A horizontal merger is a merger or acquisition that brings together at least two companies within the same industry to create a single conglomerate. A horizontal merger creates more efficient economies of scale and allows the merged company to decrease market share competition and increase market power. Premerger, individual companies might have difficulty breaking into new markets and will work harder to highlight their differentiation. Merging firms can ease industry competition and rely on shared synergies to focus on creating new products.

What Is the Purpose of Horizontal Merger?

A horizontal merger can strengthen each company involved. Companies in the same market will jockey for more creative ad campaigns, specific products, and attractive price points. Horizontal merger guidelines allow companies to come together, share customer data, and more easily set pricing instead of toiling to create different products at different prices.

This type of merger allows the given industry to more closely approach an oligopoly, a kind of economy in which a few larger businesses enjoy less competition and more market freedom.
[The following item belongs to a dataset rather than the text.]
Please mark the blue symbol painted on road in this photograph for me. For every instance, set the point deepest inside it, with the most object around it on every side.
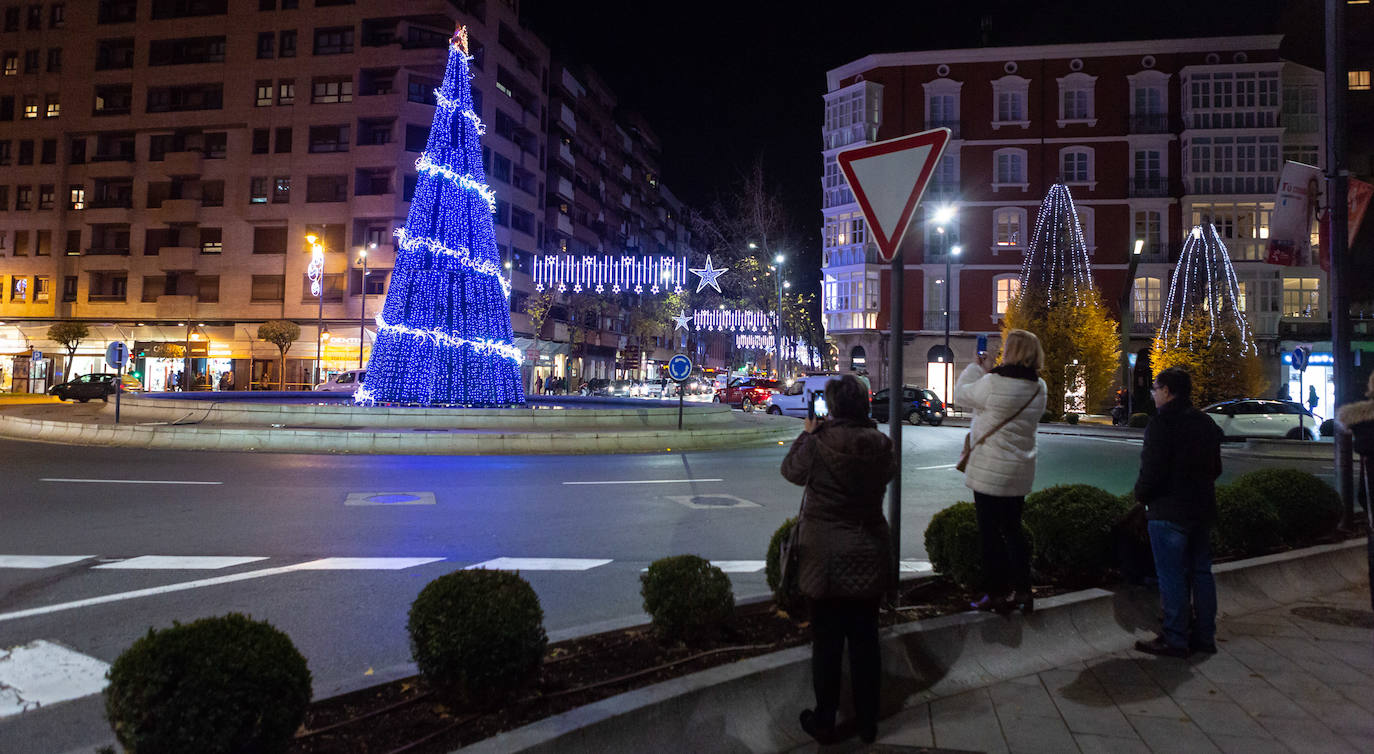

Horizontal mergers are relatively common in saturated markets as they invite the consolidation of competition and revenue optimization.

Horizontal Merger vs. Vertical Merger: What’s the Difference?

Different types of mergers prioritize the profitability and efficiency of a company, but the approaches vary. An example of a horizontal merger involves merging two brands of a similar industry to create one larger company. The larger market share allows the company to spend more time and resources on its strategies instead of competing with other brands.

The market definition of vertical mergers differs; vertical integrations consolidate various supply chain points and products, streamlining the production process and distribution to create an internal conglomerate merger. This gives the brand a competitive advantage because it can control different stages of creation and sales channels to cut costs more effectively and reach a customer base.

How Do Mergers and Acquisitions Work?

Mergers and acquisition transactions may work in the following manner:

  • Due diligence: M&A deals usually begin with a letter of intent from the acquiring company, summarizing the transaction details. The letter is not a binding agreement, but it may contain a confidentiality exclusivity agreement between the two parties that allows lawyers, tax advisors, and other professionals to begin the due diligence process. Once due diligence is complete, the legal team will draw up a merger agreement outlining the merger or acquisition conditions and any regulatory filings regarding shareholder approval.
  • Valuation: The acquiring company can determine an objective valuation through several metrics, including offers based on multiples of the target company’s earnings or revenues or discontinued cash flow (DCF), which determines a company’s value by estimating future cash flows. The acquiring company may also use an EBITDA formula—short for “earnings before interest, taxes, depreciation, and amortization”— to determine the company’s profitability.
  • Negotiation: Dealmakers from the acquiring company present their M&A deal to the target company, whose chief financial officer (CFO) will review the deal value for potential risks and rewards and then present it to the chief executive officer (CEO) for signature. Both the buy-side and sell-side of the deal may consult investment bankers and representatives from law firms for financial and legal advice during this stage.
  • Financing: Acquiring companies can finance mergers and acquisitions using cash, stock, or the target company’s debt assumption. The purchase of a company from cash borrowed from private equity firms, investment banks, or other financial services is a leveraged buyout. Once the parties agree on the purchase agreement and sign the deal, it’s officially closed.
  • Integration: Depending on the nature of the merger and acquisition, the acquiring company or newly merged companies may begin restructuring the new entity or integrating both companies’ cultures and responsibilities. Shareholders may note a drop in share value and a dilution of voting power following the merger due to an increase in the number of shares created by the merger.